I came off stage in a foul mood. The show had gone okay, but I wanted more than okay. The new songs just hadn’t worked like I’d wanted them to work when I performed them live. You know when there’s a buzz in the room, and you know when that buzz dies. People decide to head to the bar for a top-up drink or take the chance for a toilet break. That’s death when you’re playing.

We needed to work harder, that’s for sure.

I grabbed a towel off one of the staff and wiped down my face and neck. Then Pete came over. I hated that jerk but I wasn’t willing to go hunting for a new manager. It wasn’t that he was a bad manager, more that he just got under my skin.

“Ready to talk to the press?”

Shit, I’d forgotten he’d set that up. The last thing I wanted to do was answer the same boring bunch of questions. Press interviews pissed me off.

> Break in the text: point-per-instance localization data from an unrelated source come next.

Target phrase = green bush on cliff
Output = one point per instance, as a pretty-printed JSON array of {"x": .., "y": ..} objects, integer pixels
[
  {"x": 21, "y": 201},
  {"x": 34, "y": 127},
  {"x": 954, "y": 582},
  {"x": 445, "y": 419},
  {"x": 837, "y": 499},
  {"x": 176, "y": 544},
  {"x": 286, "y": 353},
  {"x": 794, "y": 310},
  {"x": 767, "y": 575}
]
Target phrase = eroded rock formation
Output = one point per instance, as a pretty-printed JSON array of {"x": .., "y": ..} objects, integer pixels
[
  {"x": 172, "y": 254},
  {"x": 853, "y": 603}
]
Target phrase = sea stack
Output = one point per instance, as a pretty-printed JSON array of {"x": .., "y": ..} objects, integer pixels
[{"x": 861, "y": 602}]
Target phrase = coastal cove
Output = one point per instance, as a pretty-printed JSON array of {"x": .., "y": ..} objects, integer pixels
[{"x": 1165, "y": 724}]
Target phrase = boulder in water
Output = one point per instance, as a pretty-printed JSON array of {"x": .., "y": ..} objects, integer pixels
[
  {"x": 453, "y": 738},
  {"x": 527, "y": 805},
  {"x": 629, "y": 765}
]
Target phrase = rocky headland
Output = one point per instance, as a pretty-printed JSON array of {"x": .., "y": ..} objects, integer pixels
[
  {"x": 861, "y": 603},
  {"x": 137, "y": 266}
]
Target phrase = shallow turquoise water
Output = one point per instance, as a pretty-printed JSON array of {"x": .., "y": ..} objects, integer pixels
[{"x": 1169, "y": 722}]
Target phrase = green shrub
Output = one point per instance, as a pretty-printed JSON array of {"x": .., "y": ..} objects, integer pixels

I used to love them, loved talking about myself, but I’d reached the limit. They’d ask me about the new album. I didn’t want to talk about that.

“Grab me a beer first,” I told him. “Actually, make it something stronger.”

I went into the band room and grabbed a clean t-shirt out of my bag. I hoped they weren’t taking photos. I looked like shit and felt even shittier. If they wanted photos, they could use the live shots. I knew I needed to shake off this mood but I had no idea how.

The manager came back with a half-empty bottle of vodka. “Ready?”

I followed him down the hallway. The press dudes looked like a bunch of twats. Surely they could just get the press kit off the manager and write something from that.

We did introductions. I forgot their names as soon as I heard them and swigged on the vodka. It went down hard but made me feel better.

“What’s the direction of the new album?” one of them asked.